Maengseok Noh1 · You-Jin Ok2 · Myung Hwan Na3 · Chi Tim Ng4

1Department of Statistics, Pukyong University
234Department of Statistics, Chonnam National University
Correspondence to: Professor, Department of Statistics, Chonnam National University, 77, Yongbong-ro, Buk-gu, Gwangju 61186, Korea. E-mail: easterlyng@gmail.com
Received December 26, 2017; Revised January 10, 2018; Accepted January 11, 2018.

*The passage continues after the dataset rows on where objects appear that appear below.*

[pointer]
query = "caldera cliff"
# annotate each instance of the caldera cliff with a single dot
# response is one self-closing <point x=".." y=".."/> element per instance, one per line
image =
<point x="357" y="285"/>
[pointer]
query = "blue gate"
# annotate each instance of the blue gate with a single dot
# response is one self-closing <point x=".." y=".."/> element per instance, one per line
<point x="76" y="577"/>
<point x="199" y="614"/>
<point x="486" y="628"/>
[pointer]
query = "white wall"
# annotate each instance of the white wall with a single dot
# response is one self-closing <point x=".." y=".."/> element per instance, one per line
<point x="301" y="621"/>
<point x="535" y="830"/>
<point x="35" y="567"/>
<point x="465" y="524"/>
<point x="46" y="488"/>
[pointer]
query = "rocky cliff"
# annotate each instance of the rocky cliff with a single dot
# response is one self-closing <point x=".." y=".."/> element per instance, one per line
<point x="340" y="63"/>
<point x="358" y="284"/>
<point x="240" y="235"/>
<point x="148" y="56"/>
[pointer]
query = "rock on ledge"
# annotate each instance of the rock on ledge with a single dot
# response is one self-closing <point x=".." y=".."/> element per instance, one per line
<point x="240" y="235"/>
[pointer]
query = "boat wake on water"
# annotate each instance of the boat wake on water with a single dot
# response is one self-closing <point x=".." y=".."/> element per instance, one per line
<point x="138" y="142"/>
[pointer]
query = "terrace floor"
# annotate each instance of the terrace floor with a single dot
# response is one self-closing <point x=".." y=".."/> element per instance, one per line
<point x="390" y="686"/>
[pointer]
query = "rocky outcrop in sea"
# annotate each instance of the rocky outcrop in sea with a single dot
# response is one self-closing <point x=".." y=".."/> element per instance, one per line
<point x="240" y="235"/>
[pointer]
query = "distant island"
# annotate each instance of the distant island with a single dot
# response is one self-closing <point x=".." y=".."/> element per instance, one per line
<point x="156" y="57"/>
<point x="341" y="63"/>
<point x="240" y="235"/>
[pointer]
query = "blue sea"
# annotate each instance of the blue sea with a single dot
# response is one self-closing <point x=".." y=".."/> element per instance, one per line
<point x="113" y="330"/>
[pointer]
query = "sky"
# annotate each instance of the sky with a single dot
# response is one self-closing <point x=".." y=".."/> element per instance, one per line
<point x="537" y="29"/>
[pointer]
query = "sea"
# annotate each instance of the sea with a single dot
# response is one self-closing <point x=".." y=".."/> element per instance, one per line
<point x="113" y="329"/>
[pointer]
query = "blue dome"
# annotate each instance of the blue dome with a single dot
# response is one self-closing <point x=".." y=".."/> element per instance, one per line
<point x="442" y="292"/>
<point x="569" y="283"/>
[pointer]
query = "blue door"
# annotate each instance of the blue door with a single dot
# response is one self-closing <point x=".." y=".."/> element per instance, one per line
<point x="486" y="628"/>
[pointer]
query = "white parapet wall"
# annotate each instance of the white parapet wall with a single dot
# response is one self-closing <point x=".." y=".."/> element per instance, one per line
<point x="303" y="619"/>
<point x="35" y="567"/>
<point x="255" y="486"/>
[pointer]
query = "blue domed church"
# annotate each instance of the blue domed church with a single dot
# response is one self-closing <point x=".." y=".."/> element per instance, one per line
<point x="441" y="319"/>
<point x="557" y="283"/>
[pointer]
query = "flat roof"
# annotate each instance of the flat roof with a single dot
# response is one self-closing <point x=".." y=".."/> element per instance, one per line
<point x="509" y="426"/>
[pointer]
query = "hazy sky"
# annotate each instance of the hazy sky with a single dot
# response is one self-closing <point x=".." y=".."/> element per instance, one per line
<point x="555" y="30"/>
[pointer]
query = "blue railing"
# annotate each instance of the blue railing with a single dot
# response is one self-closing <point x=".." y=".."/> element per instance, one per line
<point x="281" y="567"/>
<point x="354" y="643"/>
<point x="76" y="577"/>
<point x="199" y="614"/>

This is an Open Access article distributed under the terms of the Creative Commons Attribution Non-Commercial License (http://creativecommons.org/licenses/by-nc/3.0) which permits unrestricted non-commercial use, distribution, and reproduction in any medium, provided the original work is properly cited.
Abstract
To estimate the expected lifetime of tires on a car, we use the field experiment data which report the degradation depths according to driving distance for each of four experiment cars. Ordinary linear model does not allow correlation within repeated experiment data and gives parameter estimates sensitive to outliers. For analysis of data, in this paper we consider a double hierarchical generalized linear model (DHGLM) in which the mean and dispersion parameters can be modeled as random-effects models. In DHGLMs, we can allow the heterogeneity between different cars in the mean as well as the dispersion parameters. The introduction of random effects to dispersion parameters provides estimates that are less sensitive to the presence of outliers. For statistical inferences, we use the hierarchical likelihood approach. In this paper, by showing various statistical tools such as model selection criteria and residual plots with real data analysis, DHGLM is very useful model for degradation data with correlation and outliers.
Keywords : Degradation data, double hierarchical generalized linear models, dierarchical likelihood approach, outlier, random effects.